Happy Birthday Hubble

Today is the 19th birthday of the Hubble Telescope, which was launched into a high orbit on this day in 1990 by Space Shuttle Discovery. The Satellite has remained one of the most important installations to have been launched. The images that have been taken have helped to vastly increase our knowledge of the surrounding universe, and take some of the most beautiful sights from all over.

The Hubble Space Telescope was an important project for NASA, which was still reeling from the destruction of the Challenger orbiter just four years earlier after faulty parts and negligence contributed to the deaths of the crew members. NASA's public image was tarnished from the accident, and hopes were riding high on the successes of Hubble. The launch, STS-031, brought the Hubble 380 miles up, the second highest orbit, and twice that of the Shuttle's normal range.
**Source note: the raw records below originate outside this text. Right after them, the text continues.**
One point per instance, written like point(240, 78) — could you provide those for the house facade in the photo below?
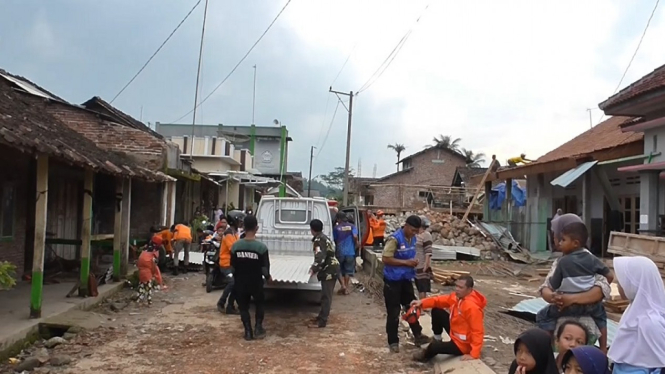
point(241, 159)
point(414, 186)
point(63, 191)
point(644, 100)
point(583, 177)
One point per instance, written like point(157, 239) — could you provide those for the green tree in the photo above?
point(398, 148)
point(447, 142)
point(473, 160)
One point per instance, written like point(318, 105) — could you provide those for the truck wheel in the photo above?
point(209, 280)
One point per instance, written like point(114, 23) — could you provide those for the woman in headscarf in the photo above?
point(639, 344)
point(600, 290)
point(533, 354)
point(585, 360)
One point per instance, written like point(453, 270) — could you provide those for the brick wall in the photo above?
point(423, 172)
point(146, 208)
point(13, 249)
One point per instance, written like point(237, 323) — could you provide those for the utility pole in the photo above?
point(254, 97)
point(198, 76)
point(345, 193)
point(309, 179)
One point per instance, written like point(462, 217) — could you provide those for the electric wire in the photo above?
point(238, 64)
point(389, 59)
point(157, 51)
point(329, 128)
point(639, 44)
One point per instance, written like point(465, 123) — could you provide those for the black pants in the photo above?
point(327, 289)
point(244, 295)
point(440, 322)
point(398, 295)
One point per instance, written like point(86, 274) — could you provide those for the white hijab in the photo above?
point(640, 339)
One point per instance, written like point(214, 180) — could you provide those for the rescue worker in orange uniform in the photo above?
point(378, 229)
point(230, 236)
point(182, 239)
point(464, 323)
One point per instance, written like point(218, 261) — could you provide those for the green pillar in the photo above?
point(41, 205)
point(86, 230)
point(282, 163)
point(252, 138)
point(117, 230)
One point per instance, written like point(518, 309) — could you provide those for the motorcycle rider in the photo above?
point(229, 237)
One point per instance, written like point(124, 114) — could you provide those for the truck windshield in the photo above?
point(292, 215)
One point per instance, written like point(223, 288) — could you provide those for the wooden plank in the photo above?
point(481, 185)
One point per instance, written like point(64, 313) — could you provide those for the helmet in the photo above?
point(412, 315)
point(235, 217)
point(350, 218)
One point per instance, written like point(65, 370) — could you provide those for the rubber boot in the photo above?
point(259, 331)
point(249, 334)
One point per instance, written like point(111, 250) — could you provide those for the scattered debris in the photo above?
point(54, 341)
point(447, 277)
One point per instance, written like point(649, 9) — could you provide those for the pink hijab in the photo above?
point(640, 338)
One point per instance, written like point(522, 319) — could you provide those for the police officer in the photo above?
point(251, 264)
point(399, 263)
point(326, 268)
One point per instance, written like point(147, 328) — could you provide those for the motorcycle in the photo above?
point(215, 278)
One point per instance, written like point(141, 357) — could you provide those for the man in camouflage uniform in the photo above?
point(326, 268)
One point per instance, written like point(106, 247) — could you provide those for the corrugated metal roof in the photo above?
point(532, 306)
point(291, 269)
point(571, 175)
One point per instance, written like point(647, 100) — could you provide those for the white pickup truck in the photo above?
point(284, 228)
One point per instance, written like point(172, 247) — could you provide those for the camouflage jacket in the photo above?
point(325, 264)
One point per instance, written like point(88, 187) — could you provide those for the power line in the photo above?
point(238, 64)
point(639, 44)
point(157, 51)
point(329, 127)
point(325, 112)
point(389, 59)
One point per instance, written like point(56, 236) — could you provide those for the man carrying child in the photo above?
point(575, 273)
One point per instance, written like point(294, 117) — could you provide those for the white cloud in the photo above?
point(42, 39)
point(506, 77)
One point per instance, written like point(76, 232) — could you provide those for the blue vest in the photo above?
point(405, 251)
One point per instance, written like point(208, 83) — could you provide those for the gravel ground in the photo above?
point(182, 332)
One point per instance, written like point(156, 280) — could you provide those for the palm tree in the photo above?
point(398, 148)
point(446, 142)
point(473, 160)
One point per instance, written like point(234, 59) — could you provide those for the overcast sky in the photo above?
point(505, 76)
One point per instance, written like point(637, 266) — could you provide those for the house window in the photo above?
point(8, 210)
point(631, 213)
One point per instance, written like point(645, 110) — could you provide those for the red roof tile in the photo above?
point(25, 124)
point(605, 135)
point(648, 83)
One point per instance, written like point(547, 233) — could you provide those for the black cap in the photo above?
point(414, 221)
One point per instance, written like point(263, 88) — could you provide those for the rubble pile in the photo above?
point(447, 230)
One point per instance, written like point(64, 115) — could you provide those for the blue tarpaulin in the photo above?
point(498, 195)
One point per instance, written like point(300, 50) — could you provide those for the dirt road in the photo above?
point(184, 333)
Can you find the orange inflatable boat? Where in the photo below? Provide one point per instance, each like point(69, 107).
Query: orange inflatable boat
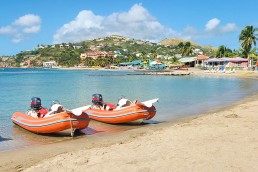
point(124, 112)
point(53, 123)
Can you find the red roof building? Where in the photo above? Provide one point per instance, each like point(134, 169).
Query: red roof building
point(96, 54)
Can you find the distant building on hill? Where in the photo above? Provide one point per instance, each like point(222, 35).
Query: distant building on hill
point(49, 64)
point(96, 54)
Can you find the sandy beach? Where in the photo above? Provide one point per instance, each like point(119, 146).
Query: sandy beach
point(223, 139)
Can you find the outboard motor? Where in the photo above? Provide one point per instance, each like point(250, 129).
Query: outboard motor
point(97, 99)
point(35, 103)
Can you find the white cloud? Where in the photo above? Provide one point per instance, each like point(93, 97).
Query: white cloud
point(212, 24)
point(28, 20)
point(230, 27)
point(31, 29)
point(136, 23)
point(7, 30)
point(213, 29)
point(22, 27)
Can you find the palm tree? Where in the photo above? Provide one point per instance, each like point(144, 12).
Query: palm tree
point(181, 48)
point(188, 48)
point(247, 38)
point(223, 51)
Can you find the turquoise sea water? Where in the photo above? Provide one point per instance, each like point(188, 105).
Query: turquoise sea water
point(178, 96)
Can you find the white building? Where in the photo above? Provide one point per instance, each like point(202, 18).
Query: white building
point(50, 64)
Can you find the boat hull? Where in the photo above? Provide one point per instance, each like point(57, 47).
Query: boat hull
point(56, 123)
point(124, 115)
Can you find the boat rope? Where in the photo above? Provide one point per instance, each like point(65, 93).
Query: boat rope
point(71, 125)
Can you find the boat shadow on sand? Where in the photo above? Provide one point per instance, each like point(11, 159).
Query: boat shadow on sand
point(2, 139)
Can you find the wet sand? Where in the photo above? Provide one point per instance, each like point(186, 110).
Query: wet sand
point(222, 140)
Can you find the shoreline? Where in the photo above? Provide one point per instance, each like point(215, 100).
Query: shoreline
point(155, 136)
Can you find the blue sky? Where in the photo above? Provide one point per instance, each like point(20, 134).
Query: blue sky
point(26, 23)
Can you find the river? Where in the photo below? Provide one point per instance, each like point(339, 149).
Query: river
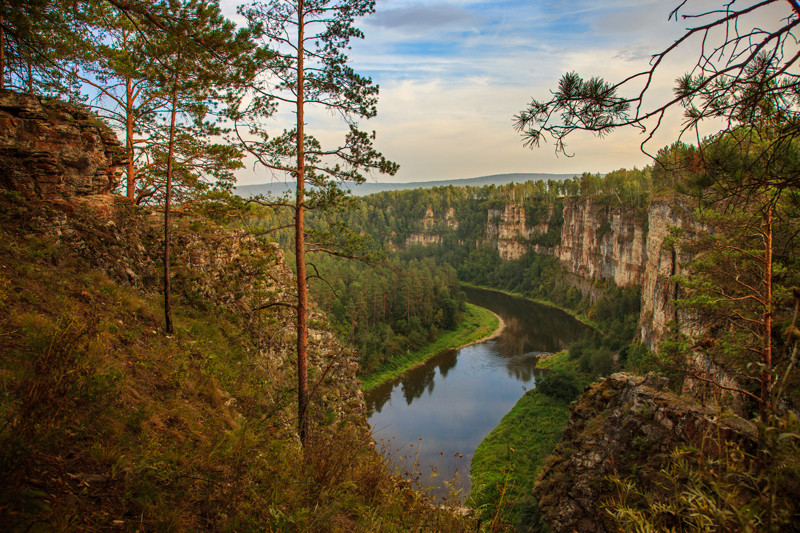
point(429, 421)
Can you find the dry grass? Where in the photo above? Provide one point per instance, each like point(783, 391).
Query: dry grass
point(107, 424)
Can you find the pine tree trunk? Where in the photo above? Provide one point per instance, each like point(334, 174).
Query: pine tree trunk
point(302, 289)
point(170, 156)
point(766, 354)
point(131, 169)
point(2, 55)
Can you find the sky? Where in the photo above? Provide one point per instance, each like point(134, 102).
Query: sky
point(453, 74)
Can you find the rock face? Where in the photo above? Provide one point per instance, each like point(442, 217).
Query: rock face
point(659, 292)
point(506, 229)
point(61, 164)
point(51, 150)
point(621, 423)
point(603, 242)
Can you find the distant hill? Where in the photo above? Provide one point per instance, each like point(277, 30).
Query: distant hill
point(371, 187)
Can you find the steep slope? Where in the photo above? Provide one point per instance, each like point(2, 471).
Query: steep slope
point(108, 424)
point(678, 466)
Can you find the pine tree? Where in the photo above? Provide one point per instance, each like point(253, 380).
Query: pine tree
point(309, 68)
point(197, 58)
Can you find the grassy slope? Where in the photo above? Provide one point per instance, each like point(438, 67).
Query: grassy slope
point(478, 323)
point(507, 462)
point(577, 316)
point(106, 423)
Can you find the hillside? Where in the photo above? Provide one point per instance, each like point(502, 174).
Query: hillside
point(279, 188)
point(107, 423)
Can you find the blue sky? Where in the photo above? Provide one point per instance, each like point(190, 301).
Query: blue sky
point(453, 74)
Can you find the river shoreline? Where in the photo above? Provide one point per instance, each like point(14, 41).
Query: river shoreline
point(577, 316)
point(425, 354)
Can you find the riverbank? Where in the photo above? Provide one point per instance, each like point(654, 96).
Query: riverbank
point(478, 325)
point(508, 461)
point(577, 316)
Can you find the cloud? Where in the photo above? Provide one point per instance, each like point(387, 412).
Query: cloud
point(421, 17)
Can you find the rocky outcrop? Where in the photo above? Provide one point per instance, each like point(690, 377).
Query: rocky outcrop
point(54, 151)
point(59, 166)
point(663, 261)
point(422, 239)
point(506, 229)
point(599, 241)
point(621, 424)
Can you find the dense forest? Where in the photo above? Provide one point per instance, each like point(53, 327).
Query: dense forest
point(134, 412)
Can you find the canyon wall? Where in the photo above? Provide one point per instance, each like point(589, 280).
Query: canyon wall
point(600, 240)
point(626, 426)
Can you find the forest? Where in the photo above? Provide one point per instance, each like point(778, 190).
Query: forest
point(193, 95)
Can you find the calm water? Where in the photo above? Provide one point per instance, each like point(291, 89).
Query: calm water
point(454, 400)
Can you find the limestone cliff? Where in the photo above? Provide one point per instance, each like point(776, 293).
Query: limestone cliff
point(507, 231)
point(108, 423)
point(432, 228)
point(599, 241)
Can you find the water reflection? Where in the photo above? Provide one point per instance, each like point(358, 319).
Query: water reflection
point(454, 400)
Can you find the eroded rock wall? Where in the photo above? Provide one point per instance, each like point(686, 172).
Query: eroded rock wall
point(51, 150)
point(599, 241)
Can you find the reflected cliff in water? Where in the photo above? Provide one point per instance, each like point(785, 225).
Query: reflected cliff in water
point(455, 399)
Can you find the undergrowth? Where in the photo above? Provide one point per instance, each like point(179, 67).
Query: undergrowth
point(107, 423)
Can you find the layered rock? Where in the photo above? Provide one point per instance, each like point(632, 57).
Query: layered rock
point(51, 150)
point(506, 229)
point(58, 167)
point(620, 424)
point(603, 242)
point(663, 261)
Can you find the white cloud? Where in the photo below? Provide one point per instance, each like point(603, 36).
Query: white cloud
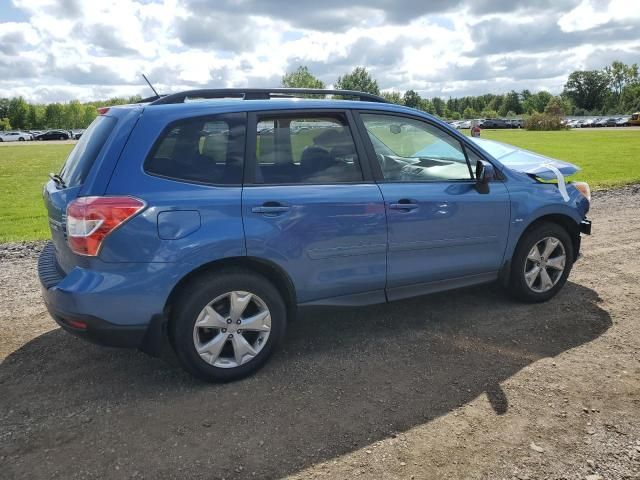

After it's deployment on April 25th, scientists found that the images that they recieved weren't as sharp as they'd thought. The primary lense in the telescope was incorrectly built, 2.3 micrometers out of the correct shape. NASA's image was once again tarnished, and scientists worked quickly to devise a solution. This was aided by the design of the Hubble, which was the only satellite that could be serviced in orbit. The first of four servicing missions brought up a sort of add-on that allowed for Hubble's vision to be corrected. The mission was an overwhelming success (except that the astronauts couldn't get one of the doors closed, and had to ratchet it shut). Five spacewalks were performed, and with the new images from the telescope, the public image of the agency rebounded. Three additional Servicing Missions were conducted, one in 1997, 1999 and 2002, each of which upgraded equipment or repaired faulty parts.

The last mission is scheduled later next month, STS-125, which will install a new camera and spectrograph and repair several other instruments that have failed. Following this mission, the Telescope will continue its life through to 2013, and it will be replaced by the James Webb Space Telescope at that time.